The findings also challenge common assumptions about gender roles: Fathers of children under 18 are as likely as mothers (72% vs. 75%) to have supported another parent recently, and fathers tend to contribute financially more often. In terms of support from friends and extended family, assistance is often directed more toward immediate relatives rather than close friends, which may contribute to feelings of isolation among many new moms when they need care the most.
The Share the Care campaign launched by Philips and March of Dimes aims to address this gap. Their mission is to equip the public with the knowledge and motivation that helping a new parent can be uncomplicated—think delivering a meal, sending an encouraging text, or taking the baby for a brief period to allow mom a moment of peace.
In essence: don’t wait to be requested. Just show up.

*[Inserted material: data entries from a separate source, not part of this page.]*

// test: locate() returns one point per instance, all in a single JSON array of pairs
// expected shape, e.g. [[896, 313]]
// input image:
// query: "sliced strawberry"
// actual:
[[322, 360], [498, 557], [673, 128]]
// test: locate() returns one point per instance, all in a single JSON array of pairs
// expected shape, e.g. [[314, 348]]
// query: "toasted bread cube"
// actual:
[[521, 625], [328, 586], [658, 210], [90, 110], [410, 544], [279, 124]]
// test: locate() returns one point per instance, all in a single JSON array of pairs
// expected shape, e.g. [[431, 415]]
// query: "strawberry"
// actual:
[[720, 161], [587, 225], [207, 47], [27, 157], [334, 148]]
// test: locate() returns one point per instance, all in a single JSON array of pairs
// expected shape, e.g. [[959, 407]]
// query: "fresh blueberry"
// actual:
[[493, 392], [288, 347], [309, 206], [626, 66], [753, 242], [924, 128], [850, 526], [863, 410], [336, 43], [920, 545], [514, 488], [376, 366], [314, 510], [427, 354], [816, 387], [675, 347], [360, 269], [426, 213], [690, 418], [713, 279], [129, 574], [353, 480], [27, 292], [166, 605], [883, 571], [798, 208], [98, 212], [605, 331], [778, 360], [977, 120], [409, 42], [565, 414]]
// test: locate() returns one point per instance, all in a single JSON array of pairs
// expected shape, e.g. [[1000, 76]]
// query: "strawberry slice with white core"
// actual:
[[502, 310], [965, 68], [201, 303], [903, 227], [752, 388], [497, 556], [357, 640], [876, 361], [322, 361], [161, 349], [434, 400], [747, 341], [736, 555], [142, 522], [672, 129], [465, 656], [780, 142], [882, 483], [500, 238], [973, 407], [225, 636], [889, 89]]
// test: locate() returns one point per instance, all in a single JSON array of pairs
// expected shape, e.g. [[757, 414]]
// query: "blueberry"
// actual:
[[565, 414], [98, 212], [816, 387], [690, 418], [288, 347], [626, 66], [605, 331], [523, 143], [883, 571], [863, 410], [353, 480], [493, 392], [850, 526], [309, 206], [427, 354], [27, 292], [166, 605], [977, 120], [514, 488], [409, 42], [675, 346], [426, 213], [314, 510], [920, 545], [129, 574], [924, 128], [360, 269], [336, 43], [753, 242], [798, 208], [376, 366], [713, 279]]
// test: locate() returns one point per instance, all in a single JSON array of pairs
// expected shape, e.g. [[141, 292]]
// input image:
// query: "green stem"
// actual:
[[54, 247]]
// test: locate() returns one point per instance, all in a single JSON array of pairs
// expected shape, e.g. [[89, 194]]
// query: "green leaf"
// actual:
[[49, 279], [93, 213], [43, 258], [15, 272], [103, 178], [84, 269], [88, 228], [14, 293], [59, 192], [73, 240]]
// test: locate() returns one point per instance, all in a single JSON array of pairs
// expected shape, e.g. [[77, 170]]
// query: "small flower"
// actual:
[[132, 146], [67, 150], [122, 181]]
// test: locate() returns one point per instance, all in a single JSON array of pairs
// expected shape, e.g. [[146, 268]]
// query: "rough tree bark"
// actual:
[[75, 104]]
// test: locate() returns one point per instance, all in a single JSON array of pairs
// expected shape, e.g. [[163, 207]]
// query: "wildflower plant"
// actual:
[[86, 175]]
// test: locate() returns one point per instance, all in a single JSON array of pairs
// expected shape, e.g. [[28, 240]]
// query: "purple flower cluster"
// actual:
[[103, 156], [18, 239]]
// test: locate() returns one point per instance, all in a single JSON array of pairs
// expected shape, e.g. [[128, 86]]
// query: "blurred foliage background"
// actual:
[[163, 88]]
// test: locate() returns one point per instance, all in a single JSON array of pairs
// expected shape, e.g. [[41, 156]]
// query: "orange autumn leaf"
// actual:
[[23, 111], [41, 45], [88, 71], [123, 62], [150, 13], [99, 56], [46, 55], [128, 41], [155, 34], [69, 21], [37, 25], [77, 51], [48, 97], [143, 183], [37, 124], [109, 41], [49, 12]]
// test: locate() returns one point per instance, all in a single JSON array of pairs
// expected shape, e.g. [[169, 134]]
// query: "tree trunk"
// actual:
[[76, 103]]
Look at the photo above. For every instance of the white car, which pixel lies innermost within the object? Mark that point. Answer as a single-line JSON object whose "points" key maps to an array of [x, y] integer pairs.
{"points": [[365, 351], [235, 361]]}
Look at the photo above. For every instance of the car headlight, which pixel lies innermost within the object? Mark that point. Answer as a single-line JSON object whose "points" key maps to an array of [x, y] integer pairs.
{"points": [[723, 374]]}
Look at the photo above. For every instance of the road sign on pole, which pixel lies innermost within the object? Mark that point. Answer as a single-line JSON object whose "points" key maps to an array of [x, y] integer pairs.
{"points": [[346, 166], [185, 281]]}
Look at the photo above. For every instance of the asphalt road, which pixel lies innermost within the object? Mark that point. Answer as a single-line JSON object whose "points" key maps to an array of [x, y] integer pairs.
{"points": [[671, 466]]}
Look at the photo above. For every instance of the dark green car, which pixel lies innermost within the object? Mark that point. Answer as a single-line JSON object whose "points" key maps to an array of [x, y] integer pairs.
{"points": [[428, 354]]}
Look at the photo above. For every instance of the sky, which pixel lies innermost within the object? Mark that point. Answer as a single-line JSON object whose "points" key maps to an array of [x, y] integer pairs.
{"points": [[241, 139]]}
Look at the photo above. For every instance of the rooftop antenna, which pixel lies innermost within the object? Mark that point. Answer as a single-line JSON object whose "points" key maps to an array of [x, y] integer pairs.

A Crisis of Motherhood Hiding in Plain Sight
This report resonates with what experts and parents have been asserting for years: the framework of modern American parenting starkly misaligns with reality. Moms are expected to perform as if they don’t have children while raising those children as if they don’t work—while simultaneously pretending they require no help.
If every mother feels alone, then collectively, we are in this together. Seek help or extend it to another mom. Be the supportive community that was once needed. Because mothers are powerful agents of change.